Use Table A: Standard normal cumulative proportions to find the area to the left of 1.81.

Procedure:

• Locate 1.8 in the left column of the A-2 Table.
• Obtain the value in the corresponding row below 0.01.

That is, $P\left(z<1.81\right)=0.9649$

The area to the right of 1.81 is,

$\begin{array}{c}P\left(z>1.81\right)=1-P\left(z<1.81\right)\\ =1-0.9649\\ =0.0351\end{array}$

Thus, the percent of the $N\left(161.58,48.96\right)$ distribution is above 250 is 3.51%.

(c)

To determine

To check: Whether it is a good idea to summarize the distribution of weights by an $N\left(161.58,48.96\right)$ distribution based on answers in part (a) and part (b) or not.

Answer to Problem 3.51E

The idea is not good to summarize the distribution of weights by a $N\left(161.58,48.96\right)$ distribution based on answers in part (a) and part (b).

Explanation of Solution

Justification:

The percentage of females aged 20-29 weighted under 100 pounds is 2.55% and the percentage of females aged 20-29 weighted over 250 pounds is 6.02%.

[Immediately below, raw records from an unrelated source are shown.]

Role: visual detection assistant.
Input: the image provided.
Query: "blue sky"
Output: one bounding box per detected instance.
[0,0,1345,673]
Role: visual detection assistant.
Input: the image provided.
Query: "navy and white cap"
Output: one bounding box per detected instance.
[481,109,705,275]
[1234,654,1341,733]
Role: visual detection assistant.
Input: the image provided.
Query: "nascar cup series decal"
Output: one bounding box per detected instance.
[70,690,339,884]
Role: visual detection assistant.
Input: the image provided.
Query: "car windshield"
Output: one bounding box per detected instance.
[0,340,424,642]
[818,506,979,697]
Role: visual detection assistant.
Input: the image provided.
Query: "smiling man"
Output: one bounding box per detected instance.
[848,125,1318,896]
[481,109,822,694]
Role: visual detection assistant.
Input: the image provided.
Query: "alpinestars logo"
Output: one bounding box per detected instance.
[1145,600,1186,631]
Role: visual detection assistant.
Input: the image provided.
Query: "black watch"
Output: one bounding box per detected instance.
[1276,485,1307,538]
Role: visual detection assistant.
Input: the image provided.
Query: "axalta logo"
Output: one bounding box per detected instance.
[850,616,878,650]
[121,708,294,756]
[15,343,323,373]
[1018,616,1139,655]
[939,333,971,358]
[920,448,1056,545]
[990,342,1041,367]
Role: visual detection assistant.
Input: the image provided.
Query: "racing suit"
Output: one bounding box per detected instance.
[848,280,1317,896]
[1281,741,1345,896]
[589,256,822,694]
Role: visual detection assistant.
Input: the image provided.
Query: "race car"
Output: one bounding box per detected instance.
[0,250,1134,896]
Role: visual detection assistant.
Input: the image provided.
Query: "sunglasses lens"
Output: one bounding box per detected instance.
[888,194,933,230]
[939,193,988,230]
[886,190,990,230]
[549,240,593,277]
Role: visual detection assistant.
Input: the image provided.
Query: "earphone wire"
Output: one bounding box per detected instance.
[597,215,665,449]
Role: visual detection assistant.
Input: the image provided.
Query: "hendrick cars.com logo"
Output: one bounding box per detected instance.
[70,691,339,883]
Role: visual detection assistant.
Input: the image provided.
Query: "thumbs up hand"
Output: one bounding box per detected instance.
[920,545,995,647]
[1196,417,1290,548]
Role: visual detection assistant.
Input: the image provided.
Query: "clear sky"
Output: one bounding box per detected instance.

Using normal distribution, the percentage of $N\left(161.58,48.96\right)$ distribution is below 100 is 10.38% and percentage of the $N\left(161.58,48.96\right)$ distribution is above 250 is 3.51%.

Thus, the results suggest that normal distribution not provides a good approximation to the distribution of weights.

Hence, the idea is not good to summarize the distribution of weights by a $N\left(161.58,48.96\right)$ distribution based on answers in part (a) and part (b).